Veröffentlicht um 5:00 Uhr

Wie schneidet Kanada im Vergleich ab?

Die Annahmequote von Asylanträgen ist in Kanada im Vergleich zu anderen Ländern sehr hoch: 78 % der Fälle, die Gegenstand einer Entscheidung waren, erhielten im Jahr 2023 eine positive Antwort.

Konsultieren Sie Statistiken des Immigration and Refugee Board of Canada

Überall sonst, innerhalb der G7 oder in den Ländern der Europäischen Union, sind die Werte deutlich niedriger.

Zu Vergleichszwecken Die Presse verwendete standardisierte Daten des Hohen Flüchtlingskommissars der Vereinten Nationen. Ihren Angaben zufolge lag die Akzeptanzquote in Frankreich bei 27 %.

In Deutschland, dem Land, das im Verhältnis zur Bevölkerung die meisten Asylbewerber aufnimmt, lag die Quote bei 41 %.

Spanien, ebenfalls sehr gefragt, akzeptierte nur 17 %.
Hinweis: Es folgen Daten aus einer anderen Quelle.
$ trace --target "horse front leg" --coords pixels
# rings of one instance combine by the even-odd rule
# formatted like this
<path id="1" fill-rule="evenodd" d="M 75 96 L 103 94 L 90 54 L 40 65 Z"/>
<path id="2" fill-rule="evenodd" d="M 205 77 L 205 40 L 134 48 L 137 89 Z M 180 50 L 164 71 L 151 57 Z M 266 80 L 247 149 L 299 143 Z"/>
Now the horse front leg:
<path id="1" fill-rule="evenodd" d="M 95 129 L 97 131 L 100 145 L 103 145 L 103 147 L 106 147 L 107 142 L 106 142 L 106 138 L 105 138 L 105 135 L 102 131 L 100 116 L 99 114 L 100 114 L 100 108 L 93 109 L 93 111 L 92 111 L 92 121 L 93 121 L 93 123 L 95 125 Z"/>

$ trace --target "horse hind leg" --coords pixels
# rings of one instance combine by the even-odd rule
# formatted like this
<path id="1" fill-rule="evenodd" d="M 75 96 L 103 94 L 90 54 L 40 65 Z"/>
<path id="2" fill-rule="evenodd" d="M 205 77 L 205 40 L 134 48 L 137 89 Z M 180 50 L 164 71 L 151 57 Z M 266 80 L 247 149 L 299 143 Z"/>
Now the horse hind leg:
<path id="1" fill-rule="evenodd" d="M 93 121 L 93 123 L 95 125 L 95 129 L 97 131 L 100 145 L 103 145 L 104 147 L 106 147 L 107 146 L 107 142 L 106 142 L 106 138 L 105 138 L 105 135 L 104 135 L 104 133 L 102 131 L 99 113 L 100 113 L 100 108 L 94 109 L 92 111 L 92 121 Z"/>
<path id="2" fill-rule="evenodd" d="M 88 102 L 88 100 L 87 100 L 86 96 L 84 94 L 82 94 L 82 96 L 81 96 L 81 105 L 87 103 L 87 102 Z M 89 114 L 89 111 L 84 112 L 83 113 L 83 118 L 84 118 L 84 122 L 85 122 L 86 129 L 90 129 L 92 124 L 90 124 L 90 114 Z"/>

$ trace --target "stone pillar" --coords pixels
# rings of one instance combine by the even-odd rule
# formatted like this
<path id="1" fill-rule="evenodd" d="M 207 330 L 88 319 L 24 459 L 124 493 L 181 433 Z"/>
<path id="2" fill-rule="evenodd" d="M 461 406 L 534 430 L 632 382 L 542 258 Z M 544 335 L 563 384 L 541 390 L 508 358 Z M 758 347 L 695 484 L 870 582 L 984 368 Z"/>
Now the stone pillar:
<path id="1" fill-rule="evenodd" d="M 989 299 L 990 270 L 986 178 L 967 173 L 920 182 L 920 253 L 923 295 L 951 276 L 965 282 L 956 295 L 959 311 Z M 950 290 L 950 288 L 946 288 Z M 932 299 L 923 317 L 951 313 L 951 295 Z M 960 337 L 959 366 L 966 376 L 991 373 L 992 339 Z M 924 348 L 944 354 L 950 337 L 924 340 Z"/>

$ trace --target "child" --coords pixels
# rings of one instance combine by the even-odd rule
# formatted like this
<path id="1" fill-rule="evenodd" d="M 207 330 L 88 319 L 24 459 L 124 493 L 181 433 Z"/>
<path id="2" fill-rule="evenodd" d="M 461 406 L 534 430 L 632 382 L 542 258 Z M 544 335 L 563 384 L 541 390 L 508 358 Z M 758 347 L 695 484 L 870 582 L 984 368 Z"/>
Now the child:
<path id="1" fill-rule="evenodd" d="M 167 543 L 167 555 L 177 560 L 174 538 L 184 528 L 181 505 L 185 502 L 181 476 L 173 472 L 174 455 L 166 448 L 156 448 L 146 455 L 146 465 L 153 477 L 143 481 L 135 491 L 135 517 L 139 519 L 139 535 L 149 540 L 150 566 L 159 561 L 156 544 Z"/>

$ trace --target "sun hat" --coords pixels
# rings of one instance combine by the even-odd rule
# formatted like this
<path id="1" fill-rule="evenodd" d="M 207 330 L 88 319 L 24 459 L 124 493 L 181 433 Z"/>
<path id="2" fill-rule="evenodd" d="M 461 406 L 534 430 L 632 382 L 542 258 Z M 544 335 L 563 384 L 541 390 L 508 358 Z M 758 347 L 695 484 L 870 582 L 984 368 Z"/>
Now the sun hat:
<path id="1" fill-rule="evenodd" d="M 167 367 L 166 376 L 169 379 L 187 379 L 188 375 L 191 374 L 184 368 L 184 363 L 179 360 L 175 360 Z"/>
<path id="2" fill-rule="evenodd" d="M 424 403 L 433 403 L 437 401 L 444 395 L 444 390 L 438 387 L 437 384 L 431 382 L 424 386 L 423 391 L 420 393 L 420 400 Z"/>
In Italien, einem der wichtigsten Einfallstore nach Europa für Migranten aus dem Mittelmeerraum, ist die Aufnahmequote mit 12 % sogar noch niedriger.

Mehrere Länder außerhalb der Europäischen Union weisen höhere Akzeptanzquoten auf, erreichen jedoch nicht die kanadischen Quoten: Australien mit 47 %, das Vereinigte Königreich mit 65 % und die Vereinigten Staaten mit 73 %. . Letztere weisen eine hohe Rate auf, was jedoch darauf zurückzuführen ist, dass die Zahl der jährlich behandelten Fälle sehr gering ist.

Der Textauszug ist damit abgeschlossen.